S’ils avaient été raisonnables et avaient poursuivi leur voyage, Caesar et elle seraient déjà dans les États libres. Comment avaient-ils pu croire que deux misérables esclaves étaient dignes de la générosité de la Caroline du Sud ? Qu’une nouvelle vie existait si près, juste derrière les limites de la Géorgie ? Ça restait le Sud, et le diable avait de longs doigts agiles. Et puis, après tout ce que le monde leur avait enseigné, comment ne pas reconnaître des chaînes quand on les leur fixait aux poignets et aux chevilles… Celles de Caroline du Sud étaient de facture nouvelle – avec des clefs et des cadenas typiques de la région – mais elles n’en remplissaient pas moins leur fonction de chaînes. Ils n’étaient pas allés bien loin.

 

Elle dormit très mal. Sur les quatre-vingts couchettes, les femmes ronflaient et s’agitaient sous les draps. Elles s’étaient mises au lit en se croyant libres, hors d’atteinte des Blancs, de leur contrôle et de leurs injonctions concernant ce qu’elles devaient faire et être. Convaincues qu’elles maîtrisaient le cours de leur vie. Mais ces femmes demeuraient un troupeau domestiqué. Non plus une pure marchandise comme naguère, mais du bétail : élevé et stérilisé. Parqué à l’intérieur de dortoirs comme dans un clapier ou des cages à poules.

 

C’est comme ça qu’agissent les tribus européennes, disait-elle. Ce qu’elles ne peuvent pas contrôler, elles le détruisent.

 

Son maître Randall a donné l’alerte. Cora est une fugitive et est activement recherchée par le chasseur d’esclaves Ridgeway. Ce dernier n’ayant pu retrouver la mère, retrouver la fille devient son ultime but.

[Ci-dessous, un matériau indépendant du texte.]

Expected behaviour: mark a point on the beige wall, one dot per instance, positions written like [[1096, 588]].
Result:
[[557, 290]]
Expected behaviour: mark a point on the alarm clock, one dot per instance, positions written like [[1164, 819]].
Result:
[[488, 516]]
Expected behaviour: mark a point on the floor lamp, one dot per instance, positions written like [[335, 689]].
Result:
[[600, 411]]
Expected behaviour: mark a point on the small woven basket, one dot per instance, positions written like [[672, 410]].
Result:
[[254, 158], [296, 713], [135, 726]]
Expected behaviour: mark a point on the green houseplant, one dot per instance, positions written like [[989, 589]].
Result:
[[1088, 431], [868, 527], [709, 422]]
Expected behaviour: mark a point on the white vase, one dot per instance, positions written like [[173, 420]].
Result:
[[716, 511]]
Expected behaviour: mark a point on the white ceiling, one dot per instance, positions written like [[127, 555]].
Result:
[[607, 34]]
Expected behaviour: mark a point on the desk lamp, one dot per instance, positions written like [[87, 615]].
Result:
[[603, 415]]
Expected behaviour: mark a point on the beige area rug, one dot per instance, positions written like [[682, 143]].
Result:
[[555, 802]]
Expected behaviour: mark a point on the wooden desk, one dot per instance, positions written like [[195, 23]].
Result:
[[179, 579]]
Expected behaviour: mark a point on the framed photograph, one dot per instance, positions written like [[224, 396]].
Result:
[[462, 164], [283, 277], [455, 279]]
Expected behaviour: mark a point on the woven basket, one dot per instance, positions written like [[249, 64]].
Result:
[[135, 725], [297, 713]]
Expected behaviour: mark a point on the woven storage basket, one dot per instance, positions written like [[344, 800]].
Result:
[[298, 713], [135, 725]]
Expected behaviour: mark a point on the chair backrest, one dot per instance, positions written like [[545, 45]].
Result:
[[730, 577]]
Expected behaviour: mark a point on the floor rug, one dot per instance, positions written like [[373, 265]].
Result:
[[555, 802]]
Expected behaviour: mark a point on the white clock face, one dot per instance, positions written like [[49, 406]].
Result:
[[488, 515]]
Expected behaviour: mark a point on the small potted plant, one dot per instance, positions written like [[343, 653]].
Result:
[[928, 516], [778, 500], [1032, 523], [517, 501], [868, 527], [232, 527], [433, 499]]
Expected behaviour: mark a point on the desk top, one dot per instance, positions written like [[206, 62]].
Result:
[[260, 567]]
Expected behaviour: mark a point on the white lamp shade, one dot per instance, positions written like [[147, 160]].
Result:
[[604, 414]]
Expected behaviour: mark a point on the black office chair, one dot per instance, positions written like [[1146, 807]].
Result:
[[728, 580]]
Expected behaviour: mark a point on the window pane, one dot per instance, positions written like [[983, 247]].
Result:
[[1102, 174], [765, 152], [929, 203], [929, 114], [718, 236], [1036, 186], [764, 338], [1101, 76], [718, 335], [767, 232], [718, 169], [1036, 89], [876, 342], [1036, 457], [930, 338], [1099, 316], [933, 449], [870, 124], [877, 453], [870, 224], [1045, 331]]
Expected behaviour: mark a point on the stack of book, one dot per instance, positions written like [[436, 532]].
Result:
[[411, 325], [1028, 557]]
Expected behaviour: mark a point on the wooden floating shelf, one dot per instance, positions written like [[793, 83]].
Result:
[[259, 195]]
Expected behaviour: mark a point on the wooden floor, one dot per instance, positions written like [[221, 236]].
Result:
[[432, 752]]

La peur s’installe. Les prières commencent, on a peur qu’il la retrouve. Quand cela arrive, la peur devient effroi. Quel sort son propriétaire va-t-il lui réserver ?

On suit attentivement chacune des péripéties. On gémit de douleur en lisant les avis de recherche des fugitifs, le sort qui leur est réservé ainsi qu’aux blancs qui les cachent.

J’ai eu une immense peine pour Homer, ce jeune garçon attaché à Ridgeway. C’est son homme de main. Il l’accompagne partout dans ses sales besognes. Il est admiratif de son maître, comme s’il était son créateur. A travers lui, on se se rend bien compte de l’impact psychologique de l’esclavage.

A plusieurs reprises dans le récit, les blancs qualifient de bêtes les Noirs oubliant que ce sont eux qui les ont abrutis pour pouvoir mieux  les manipuler.

 

Colson Whitehead nous montre le visage de l’Amérique d’autrefois, un visage qui n’a pas perdu ses marques…

 

Sur la forme, le livre se lit plutôt aisément, il y a quelques longueurs mais elles ne sont pas gênantes.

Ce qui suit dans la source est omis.